Just be blessed with what you have and be happy your children are safe and happy.

NanaandGrampy Thu 29-Sept-16 14:27:27

Interesting point Tanith .

People do change their minds, or accidents happen. How would you cope with that bionic?

I don't think you're weird , it's just like not everyone wants to be a mother. My youngest DD MiL has limited interest in her grandchildren and I say Hurrah !!!! More time for me to spend with them .... I'm the favourite Nana smile .

My grandchildren are part of me , so I do talk about them, and my kids and my dog, and my crafting and my DH. You can't slice out one thing because then you wouldn't get me !

hildajenniJ Thu 29-Sept-16 14:25:09

I love my four grandchildren dearly, but I can find plenty of other things to talk about.

nanaK54 Thu 29-Sept-16 14:20:26

Oh and I don't 'drone on' about them, I do however like talking about them with likeminded friends.....

nanaK54 Thu 29-Sept-16 14:17:32

Not really sure why you needed to share that.
Each to their own and all that.
I am delighted to be a nana to four

tanith Thu 29-Sept-16 14:14:25

I do hope your children don't change their minds as you'll be very disappointed or will you?
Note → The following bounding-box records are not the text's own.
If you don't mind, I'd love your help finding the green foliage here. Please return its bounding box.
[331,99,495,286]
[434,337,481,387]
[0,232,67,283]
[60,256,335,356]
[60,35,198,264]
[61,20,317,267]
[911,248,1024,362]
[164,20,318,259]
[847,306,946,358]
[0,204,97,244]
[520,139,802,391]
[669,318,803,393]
You aren't strange at all my children's grandmother has always let it known to them that she isn't the least interested in them or their lives and that's her choice however she is a very lonely 90 yr old that they have no interest in at all.

Jane10 Thu 29-Sept-16 13:56:23

We were on a canal holiday last year. Only 6 passengers. At the 'getting to know you' session on the first night one lady announced that she wasn't interested in children and didn't want to hear anything about them or grandchildren. It certainly brought things to a halt conversation wise. As it turned out none of the rest of us found this couple to be congenial company anyway. We most likely wouldn't have talked about children at all. The age group including this woman and her husband was 60+.
Most odd conversational opener.

aggie Thu 29-Sept-16 13:52:26

methinks the lady doth protest too much !

Grannyknot Thu 29-Sept-16 13:48:30

Interesting viewpoint bionicwoman. I guess it's the same as when someone chooses to not have children and somehow that implies that that choice makes their lives less rewarding/interesting. But I'm not surprised that there are people like you in the world - why wouldn't there be?

I'm not sure that anyone will find it weird that you don't particularly want grandchildren. It's not really a choice that we get to make once we've had children, though, is it? So in some way it is just luck that your preference not to be a grandmother has coincided with your children's decisions.

Not sure what else there is to say about this!

bionicwoman Thu 29-Sept-16 13:31:00

Both my children (32 and 35) have announced that they do not want children - and I am quite relieved!
So why when I tell people this (usually when they have been droning on about their grandchildren for the last hour) do they feel they have to say, 'Don't worry, they may change their minds', or say something that clearly implies that I am unnatural or weird in some way.
I am 60 and retired. I have a couple of dogs to walk and that is enough of a tie for me. I do not want to babysit, or take children to the park, or have them to sleep over. I've been there and done that with my own two when I was young enough to get on my hands and knees to play.
I think what I'm trying to say to all you grandparents out there is that there are people like me who are not worried in the slightest that they do not have grandchildren, have plenty of other things to do in retirement and are not selfish/ miserable/ peculiar.
Why am I on this site? Well, firstly to get the message above out to those of you who think I am strange/ will change that I am not and will not. And secondly because I came across this site when Googling the positives of not having grandchildren. Apparently there are none! I would beg to differ and would be happy to list them, but some of you might consider me 'negative'.
So all you grandparents out there, enjoy the next generation if that gives you pleasure, but please don't pity me or think I'm weird. And no, I don'to want hear about your grandchildren. Could we talk about you instead?